Although understanding higher-dimensional manifolds presents new challenges for theoretical neuroscientists, the task is not hopeless. “We can hope that if there are higher-dimensional manifolds than two-dimensional tori, perhaps they can be decomposed into lower-dimensional structures that are more easily characterized,” says Fiete. Tank and Brody’s work suggests that there is systematic composition within the hippocampal manifold that would naturally lead to this type of decomposition. For example, when researchers added a new variable to the task, the manifold structure increased by one dimension. “That is at least suggestive that there is some sort of constructive mechanism at work” assembling the manifold dimension by dimension, says Schottdorf. Additionally, related work from Tank’s lab has introduced a tantalizing theory that manifolds constructed by other brain regions during this decision-making task do in fact decompose, specifically into two tori, one for each possible decision. In anticipation of future manifolds that are not so forgiving, Fiete is working on developing the tools for identifying how complex manifolds can be broken into simpler parts, with the hope that it will shed light on manifolds much more complex than tori.
In both studies, the fact that neural responses are confined to a manifold, and that they persist without external sensory input for the grid cell manifold, provides strong evidence that these neural circuits are well described as continuous attractor networks. These network models, a cornerstone of theoretical neuroscience, have long been the leading model for how neural circuits perform computations, such as memorizing stimuli, integrating new stimuli with previous information, and using remembered or encoded stimuli to make decisions. But their development has focused largely on their theoretical properties, with only limited experimental evidence. The hallmark of these models, for cases in which a continuous variable like position or direction is encoded, is a low-dimensional space of preferred network states to which all network activity eventually migrates — in other words, a manifold.

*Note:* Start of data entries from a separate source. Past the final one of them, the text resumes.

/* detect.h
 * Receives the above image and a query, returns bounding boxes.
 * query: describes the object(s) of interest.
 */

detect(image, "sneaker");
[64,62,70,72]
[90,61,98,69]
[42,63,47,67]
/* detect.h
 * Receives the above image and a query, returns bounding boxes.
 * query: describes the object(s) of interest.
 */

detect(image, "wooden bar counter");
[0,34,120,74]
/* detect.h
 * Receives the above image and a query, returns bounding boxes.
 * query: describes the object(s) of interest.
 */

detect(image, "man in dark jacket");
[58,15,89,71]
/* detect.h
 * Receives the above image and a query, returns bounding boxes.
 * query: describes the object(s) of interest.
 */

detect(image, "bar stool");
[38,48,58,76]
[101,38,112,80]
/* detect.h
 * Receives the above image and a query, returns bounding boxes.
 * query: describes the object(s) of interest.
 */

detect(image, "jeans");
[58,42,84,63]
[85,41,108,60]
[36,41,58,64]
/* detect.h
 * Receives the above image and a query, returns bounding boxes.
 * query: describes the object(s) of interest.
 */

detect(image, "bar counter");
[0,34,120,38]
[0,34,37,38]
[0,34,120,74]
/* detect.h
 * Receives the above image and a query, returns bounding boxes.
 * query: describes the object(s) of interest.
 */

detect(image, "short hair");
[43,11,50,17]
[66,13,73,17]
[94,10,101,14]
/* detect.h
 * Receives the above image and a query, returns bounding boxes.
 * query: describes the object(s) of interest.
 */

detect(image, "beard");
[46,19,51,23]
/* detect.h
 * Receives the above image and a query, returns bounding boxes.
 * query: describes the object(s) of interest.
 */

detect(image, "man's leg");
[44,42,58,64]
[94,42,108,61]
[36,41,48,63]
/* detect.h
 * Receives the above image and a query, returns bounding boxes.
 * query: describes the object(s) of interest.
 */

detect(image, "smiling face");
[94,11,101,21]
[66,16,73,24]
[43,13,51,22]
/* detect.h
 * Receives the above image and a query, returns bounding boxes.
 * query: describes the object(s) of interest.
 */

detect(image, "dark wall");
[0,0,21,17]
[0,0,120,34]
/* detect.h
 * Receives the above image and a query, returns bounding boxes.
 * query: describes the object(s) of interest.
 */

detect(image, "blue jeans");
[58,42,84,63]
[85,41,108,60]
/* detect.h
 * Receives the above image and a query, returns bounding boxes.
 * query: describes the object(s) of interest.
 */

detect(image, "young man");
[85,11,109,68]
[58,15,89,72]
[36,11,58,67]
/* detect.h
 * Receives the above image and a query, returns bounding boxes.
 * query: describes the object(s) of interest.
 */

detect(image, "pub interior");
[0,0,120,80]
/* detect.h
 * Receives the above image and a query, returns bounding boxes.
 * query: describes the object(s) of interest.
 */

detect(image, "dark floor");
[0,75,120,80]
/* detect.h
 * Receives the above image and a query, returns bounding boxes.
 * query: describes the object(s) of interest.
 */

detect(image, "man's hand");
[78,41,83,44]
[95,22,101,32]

New analysis tools, such as those developed to study topology and geometry, have finally given neuroscientists the ability to empirically see manifolds in neural activity, indicating that continuous attractor networks are more than theorists’ musings.
Further experimental study is necessary to understand how completely these models capture the properties of real neural activity. For example, whether other neural activity manifolds have the hallmarks of attractor dynamics, and, if so, whether they are as robust to noise as their theoretical attractor model counterparts, remains an open question. “Understanding how these continuous attractors are assembled through development and whether they can be formed through learning is an exciting frontier,” says Fiete.